Like I said, I get very into roleplaying, so things as intricate as that actually matter to me. I wouldn't be surprised if the majority of people that are into this are nuts, because as I've said before, I've never actually joined a PnP campaign because I can't imagine finding a group of people that I could actually stomach being around who would enjoy DnD to the level of autism that I do.
That answer's actually very cool.
This all started as a low-born grounded campaign where we were just gutter-trash mercs working on Coruscent's under levels. The GM had originally intended for our story to be a "down-to-earth everyman" plot running concurrent to the epic struggle of the Rebellion.
"You found your mark- he was hiding out in an apartment complex in the Alderaan District.
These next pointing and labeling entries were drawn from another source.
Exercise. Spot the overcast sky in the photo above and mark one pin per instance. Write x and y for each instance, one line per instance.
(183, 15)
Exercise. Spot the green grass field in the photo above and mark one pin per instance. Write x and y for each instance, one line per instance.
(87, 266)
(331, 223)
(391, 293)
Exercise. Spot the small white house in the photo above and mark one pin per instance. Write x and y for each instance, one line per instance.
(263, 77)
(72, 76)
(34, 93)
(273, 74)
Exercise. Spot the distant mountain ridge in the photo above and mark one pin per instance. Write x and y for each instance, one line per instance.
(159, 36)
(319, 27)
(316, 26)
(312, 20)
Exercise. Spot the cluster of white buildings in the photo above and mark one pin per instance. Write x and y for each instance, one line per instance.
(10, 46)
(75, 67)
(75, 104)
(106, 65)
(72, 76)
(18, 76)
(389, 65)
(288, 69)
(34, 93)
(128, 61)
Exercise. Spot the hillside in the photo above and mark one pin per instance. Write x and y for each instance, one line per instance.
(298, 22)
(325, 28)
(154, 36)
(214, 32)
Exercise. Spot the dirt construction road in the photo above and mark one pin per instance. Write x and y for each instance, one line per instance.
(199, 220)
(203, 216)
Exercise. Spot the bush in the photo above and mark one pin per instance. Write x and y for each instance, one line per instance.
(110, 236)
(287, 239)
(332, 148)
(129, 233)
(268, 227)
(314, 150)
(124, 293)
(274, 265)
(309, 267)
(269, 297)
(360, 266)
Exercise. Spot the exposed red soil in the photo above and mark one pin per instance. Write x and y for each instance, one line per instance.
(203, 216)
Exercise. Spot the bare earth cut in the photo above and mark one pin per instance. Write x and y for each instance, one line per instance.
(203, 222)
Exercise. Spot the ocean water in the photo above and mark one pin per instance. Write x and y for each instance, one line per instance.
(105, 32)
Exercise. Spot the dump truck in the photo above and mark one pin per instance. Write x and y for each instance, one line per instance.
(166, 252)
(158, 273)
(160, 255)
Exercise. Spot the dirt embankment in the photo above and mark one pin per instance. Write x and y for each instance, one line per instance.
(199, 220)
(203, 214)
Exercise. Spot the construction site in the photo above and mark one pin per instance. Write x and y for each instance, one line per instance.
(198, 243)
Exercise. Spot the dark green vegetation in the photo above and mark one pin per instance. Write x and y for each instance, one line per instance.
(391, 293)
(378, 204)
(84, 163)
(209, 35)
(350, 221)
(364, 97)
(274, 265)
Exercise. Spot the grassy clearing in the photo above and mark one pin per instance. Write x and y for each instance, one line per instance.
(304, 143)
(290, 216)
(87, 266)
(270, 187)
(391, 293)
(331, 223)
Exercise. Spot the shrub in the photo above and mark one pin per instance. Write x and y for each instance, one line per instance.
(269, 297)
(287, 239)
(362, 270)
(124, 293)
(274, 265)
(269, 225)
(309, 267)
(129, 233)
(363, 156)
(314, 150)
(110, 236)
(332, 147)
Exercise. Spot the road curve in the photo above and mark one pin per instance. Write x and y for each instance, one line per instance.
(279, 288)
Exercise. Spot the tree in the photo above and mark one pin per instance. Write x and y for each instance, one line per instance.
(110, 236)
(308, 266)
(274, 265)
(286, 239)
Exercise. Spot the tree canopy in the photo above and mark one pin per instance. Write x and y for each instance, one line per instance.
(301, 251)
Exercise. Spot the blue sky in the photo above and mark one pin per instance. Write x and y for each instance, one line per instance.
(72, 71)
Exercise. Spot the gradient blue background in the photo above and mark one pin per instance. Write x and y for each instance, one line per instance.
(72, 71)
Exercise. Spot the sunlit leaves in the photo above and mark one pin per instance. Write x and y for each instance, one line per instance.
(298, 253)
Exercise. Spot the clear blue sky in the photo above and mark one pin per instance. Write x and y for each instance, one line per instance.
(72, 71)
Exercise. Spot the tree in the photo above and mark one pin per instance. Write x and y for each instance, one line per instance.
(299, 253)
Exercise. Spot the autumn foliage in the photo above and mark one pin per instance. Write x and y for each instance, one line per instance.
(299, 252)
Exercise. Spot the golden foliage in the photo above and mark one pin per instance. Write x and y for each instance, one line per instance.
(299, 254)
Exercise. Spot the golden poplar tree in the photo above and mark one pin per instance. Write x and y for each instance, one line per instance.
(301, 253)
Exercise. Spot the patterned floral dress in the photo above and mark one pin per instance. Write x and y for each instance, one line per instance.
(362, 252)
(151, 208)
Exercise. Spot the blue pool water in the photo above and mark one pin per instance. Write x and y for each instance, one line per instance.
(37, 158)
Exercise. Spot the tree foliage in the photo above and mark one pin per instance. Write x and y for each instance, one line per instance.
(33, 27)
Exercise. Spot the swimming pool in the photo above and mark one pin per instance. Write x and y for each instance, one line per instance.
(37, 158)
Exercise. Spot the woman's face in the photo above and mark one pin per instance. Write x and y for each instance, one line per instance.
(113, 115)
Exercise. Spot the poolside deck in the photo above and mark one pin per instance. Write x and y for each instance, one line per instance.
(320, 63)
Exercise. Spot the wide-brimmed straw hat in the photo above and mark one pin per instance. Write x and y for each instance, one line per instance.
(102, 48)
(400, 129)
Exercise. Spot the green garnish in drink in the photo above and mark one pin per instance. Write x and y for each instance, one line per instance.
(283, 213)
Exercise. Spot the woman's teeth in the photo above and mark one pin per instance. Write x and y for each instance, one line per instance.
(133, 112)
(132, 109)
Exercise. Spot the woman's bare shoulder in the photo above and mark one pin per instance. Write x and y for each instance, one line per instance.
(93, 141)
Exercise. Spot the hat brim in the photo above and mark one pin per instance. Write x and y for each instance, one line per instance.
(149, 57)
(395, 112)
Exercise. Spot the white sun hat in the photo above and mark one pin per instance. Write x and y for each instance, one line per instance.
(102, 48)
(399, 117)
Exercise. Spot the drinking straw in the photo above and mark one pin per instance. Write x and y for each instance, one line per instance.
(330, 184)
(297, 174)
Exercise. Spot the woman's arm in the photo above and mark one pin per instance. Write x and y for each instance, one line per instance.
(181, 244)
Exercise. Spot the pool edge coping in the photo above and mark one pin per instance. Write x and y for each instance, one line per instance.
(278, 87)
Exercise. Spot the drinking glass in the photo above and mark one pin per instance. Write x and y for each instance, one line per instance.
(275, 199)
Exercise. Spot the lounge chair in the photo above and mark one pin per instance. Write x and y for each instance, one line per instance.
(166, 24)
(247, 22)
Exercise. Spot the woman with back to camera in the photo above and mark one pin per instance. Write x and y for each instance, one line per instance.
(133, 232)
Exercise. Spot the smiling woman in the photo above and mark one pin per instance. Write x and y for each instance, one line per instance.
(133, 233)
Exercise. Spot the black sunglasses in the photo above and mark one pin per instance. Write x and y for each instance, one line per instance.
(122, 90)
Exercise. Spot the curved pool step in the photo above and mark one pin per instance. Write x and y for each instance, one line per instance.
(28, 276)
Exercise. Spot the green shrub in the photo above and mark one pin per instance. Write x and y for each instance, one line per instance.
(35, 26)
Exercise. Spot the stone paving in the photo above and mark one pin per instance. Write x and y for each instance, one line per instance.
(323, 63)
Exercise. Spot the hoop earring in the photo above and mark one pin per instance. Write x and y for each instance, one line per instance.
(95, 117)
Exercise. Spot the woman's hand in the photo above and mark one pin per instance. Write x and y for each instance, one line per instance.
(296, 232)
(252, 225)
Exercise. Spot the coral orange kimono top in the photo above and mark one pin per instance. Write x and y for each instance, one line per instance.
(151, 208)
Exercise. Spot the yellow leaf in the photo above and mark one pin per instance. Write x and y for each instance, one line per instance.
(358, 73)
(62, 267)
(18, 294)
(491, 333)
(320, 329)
As you prepare to take him in you hear the outbreak of the fiercest riot you've ever heard go on outaide. Cries of 'Remember Alderaan!' Echo through the streets- violence soon follows."
^that kind of thing.
One thing led to another though, a player character died and us survivors were forced to flee the planet. Us survivors have a pre-established history of working together already, literally as in two campaigns worth. We, as characters, are genuine friends, and we, as players, like our characters and how we've developed them.
For my PC, his companions are the first family he's ever had. He may not agree with the idea of taking it to the Empire, but that's more due to his nihilism, rather than agreement with the faction. If his friend, who has bled and suffered alongside him since the days of Coruscent says we outta do it, he'll go through with it.